Bianchi Francesca, Cursi Marco, Caravati Heike, Butera Calogera, Bosco Luca, Monaco Fabrizio, Baccellieri Domenico, Bertoglio Luca, Kahlberg Andrea, Filippi Massimo, Melissano Germano, Chiesa Roberto, Carro Ubaldo Del

机构信息

Neurophysiology Unit, IRCCS San Raffaele Scientific Institute, Via Olgettina, 60, 20132, Milan, Italy.

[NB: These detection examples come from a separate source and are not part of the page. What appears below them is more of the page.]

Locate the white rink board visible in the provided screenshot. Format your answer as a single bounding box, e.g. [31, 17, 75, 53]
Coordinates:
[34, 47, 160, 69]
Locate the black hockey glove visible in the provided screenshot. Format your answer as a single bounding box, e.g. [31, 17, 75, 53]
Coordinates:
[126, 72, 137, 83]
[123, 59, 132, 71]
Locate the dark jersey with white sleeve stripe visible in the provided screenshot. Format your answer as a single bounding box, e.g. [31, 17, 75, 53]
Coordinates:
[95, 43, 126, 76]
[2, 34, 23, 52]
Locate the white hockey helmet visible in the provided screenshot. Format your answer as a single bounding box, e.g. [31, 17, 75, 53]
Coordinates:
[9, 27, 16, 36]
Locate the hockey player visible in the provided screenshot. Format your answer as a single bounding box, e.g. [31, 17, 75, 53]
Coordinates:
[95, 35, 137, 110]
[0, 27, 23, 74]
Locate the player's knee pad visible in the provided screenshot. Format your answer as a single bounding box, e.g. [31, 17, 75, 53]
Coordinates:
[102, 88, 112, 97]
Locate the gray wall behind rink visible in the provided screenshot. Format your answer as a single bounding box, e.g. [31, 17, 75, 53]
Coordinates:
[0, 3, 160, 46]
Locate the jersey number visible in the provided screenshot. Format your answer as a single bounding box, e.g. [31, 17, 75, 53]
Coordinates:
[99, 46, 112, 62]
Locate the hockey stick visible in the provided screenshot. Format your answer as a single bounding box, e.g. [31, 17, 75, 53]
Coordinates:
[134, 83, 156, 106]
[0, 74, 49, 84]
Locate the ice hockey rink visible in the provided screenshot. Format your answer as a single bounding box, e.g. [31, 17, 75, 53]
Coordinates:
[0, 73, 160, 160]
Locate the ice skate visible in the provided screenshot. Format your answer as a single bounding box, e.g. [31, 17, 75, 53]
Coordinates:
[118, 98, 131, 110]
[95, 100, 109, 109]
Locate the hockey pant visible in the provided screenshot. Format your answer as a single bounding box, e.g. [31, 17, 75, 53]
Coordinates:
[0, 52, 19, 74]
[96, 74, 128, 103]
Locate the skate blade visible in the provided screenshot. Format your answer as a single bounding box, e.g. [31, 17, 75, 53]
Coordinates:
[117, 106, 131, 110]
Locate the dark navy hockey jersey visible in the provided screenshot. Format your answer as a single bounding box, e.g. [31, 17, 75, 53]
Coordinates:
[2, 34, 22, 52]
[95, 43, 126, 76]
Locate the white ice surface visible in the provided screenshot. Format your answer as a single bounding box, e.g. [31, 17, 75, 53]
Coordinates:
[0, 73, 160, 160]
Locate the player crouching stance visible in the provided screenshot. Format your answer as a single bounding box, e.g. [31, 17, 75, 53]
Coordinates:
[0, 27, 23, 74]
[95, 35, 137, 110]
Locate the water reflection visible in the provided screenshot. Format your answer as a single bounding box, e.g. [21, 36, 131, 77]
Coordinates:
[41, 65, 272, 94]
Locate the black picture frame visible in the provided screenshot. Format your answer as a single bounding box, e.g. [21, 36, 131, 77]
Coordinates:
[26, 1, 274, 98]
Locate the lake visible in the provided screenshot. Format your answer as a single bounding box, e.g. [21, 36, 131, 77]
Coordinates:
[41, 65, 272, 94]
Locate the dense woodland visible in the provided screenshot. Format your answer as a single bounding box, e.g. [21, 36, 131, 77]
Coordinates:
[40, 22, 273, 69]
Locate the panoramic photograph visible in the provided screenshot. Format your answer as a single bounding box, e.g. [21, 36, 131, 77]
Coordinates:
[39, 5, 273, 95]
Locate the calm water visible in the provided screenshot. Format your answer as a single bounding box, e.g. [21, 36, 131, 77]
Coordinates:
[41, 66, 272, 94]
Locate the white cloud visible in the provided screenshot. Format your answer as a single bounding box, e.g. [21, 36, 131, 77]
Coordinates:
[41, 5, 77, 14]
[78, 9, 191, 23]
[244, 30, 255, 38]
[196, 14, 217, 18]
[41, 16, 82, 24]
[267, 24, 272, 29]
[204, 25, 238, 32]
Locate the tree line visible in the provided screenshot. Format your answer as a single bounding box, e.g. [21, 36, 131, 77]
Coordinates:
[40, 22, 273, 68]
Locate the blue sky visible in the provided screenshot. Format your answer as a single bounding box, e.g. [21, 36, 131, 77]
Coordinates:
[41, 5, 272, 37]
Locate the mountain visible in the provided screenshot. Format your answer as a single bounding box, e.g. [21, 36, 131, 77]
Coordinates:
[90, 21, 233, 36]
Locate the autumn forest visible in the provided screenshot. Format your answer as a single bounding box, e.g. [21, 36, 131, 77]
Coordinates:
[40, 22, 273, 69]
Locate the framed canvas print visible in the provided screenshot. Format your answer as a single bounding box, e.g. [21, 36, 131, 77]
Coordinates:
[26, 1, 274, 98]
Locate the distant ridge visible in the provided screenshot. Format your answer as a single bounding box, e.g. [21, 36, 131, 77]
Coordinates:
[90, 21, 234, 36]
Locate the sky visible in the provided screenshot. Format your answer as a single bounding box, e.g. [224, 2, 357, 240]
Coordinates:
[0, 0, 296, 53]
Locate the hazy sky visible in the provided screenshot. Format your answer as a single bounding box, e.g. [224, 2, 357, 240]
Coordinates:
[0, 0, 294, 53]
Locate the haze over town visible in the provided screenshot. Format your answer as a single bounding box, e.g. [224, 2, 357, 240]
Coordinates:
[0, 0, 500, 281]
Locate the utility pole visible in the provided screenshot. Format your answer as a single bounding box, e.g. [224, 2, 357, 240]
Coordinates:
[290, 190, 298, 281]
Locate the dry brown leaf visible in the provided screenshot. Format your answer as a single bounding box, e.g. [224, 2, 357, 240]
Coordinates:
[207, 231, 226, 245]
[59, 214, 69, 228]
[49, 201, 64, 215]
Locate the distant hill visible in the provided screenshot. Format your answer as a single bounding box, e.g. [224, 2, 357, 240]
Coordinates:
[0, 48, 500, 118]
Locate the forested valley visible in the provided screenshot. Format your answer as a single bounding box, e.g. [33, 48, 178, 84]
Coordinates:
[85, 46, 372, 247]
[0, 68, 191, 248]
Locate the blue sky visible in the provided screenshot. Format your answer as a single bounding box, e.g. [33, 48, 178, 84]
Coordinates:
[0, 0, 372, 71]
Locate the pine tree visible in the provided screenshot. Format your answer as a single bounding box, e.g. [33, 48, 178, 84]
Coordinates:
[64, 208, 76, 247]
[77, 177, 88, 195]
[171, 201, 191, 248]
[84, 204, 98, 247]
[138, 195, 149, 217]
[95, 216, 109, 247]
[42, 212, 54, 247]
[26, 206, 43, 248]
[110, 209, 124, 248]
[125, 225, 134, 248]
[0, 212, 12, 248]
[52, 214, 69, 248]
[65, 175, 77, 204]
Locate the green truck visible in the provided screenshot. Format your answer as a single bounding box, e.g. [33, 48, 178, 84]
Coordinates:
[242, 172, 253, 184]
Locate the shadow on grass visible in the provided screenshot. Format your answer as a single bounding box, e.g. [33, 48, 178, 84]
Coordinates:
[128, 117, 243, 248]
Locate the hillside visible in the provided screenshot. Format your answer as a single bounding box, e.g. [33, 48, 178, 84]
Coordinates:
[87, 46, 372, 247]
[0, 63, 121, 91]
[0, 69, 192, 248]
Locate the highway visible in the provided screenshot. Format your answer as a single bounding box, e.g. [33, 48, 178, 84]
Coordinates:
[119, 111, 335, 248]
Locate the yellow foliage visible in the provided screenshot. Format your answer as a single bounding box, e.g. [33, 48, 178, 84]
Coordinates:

Neurophysiology Unit, IRCCS San Raffaele Scientific Institute, Via Olgettina, 60, 20132, Milan, Italy.

出版信息

Neurophysiol Clin. 2022 Jun;52(3):232-241. doi: 10.1016/j.neucli.2021.12.006. Epub 2022 Jan 5.

Abstract

OBJECTIVES

Despite the introduction of several adjuncts to improve spinal perfusion, spinal cord ischemia (SCI) remains a devastating complication of thoracoabdominal aortic aneurysm (TAAA) repair. Our aim was to assess the effects on clinical outcome of interventions triggered by motor evoked potentials (MEP) alerts. Furthermore, we want to assess whether a multimodal intraoperative neurophysiologic monitoring (IONM) protocol is helpful for stratifying patients according to the risk of SCI at the end of the vascular phase of surgery.

METHODS

We prospectively studied one-hundred consecutive patients who underwent TAAA repair. We applied a multimodal IONM including MEP, somatosensory evoked potentials (SEP) and peripheral nerve monitoring techniques. Signal deteriorations were classified as reversible/irreversible according to whether they recovered or not at the end of monitoring (EOM), set at the end of the vascular phase of surgery. Significant MEP changes drove a series of corrective measures aimed to improve spinal perfusion.

RESULTS

The rate of immediate postoperative motor deficits consistent with SCI was significantly higher with irreversible MEP deteriorations compared to reversible ones. The interpretation of MEP findings at the EOM led to the development of risk categories for SCI, based on the association between MEP results and motor outcome.

CONCLUSIONS

Our data seem to justify interventions made to reverse MEP deterioration in order to improve the clinical outcome. A multimodal IONM protocol could improve MEP interpretation at the end of the vascular phase of surgery, supporting the surgeon in their decision-making, before concluding vascular maneuvers.

摘要

目的

尽管已引入多种辅助手段来改善脊髓灌注,但脊髓缺血(SCI)仍是胸腹主动脉瘤(TAAA)修复手术中一种极具破坏性的并发症。我们的目的是评估运动诱发电位(MEP)警报触发的干预措施对临床结局的影响。此外,我们想评估多模式术中神经生理监测(IONM)方案是否有助于在手术血管阶段结束时根据SCI风险对患者进行分层。

方法

我们前瞻性地研究了连续100例行TAAA修复手术的患者。我们应用了包括MEP、体感诱发电位(SEP)和周围神经监测技术在内的多模式IONM。根据信号在监测结束时(EOM,设定在手术血管阶段结束时)是否恢复,将信号恶化分为可逆/不可逆。显著的MEP变化促使采取一系列旨在改善脊髓灌注的纠正措施。

结果

与可逆性MEP恶化相比,不可逆性MEP恶化导致术后立即出现与SCI一致的运动功能缺损的发生率显著更高。根据EOM时MEP结果与运动结局之间的关联,对MEP结果的解读形成了SCI的风险类别。

结论

我们的数据似乎证明为逆转MEP恶化而采取的干预措施是合理的,以改善临床结局。多模式IONM方案可以在手术血管阶段结束时改善MEP解读,在结束血管操作之前支持外科医生进行决策。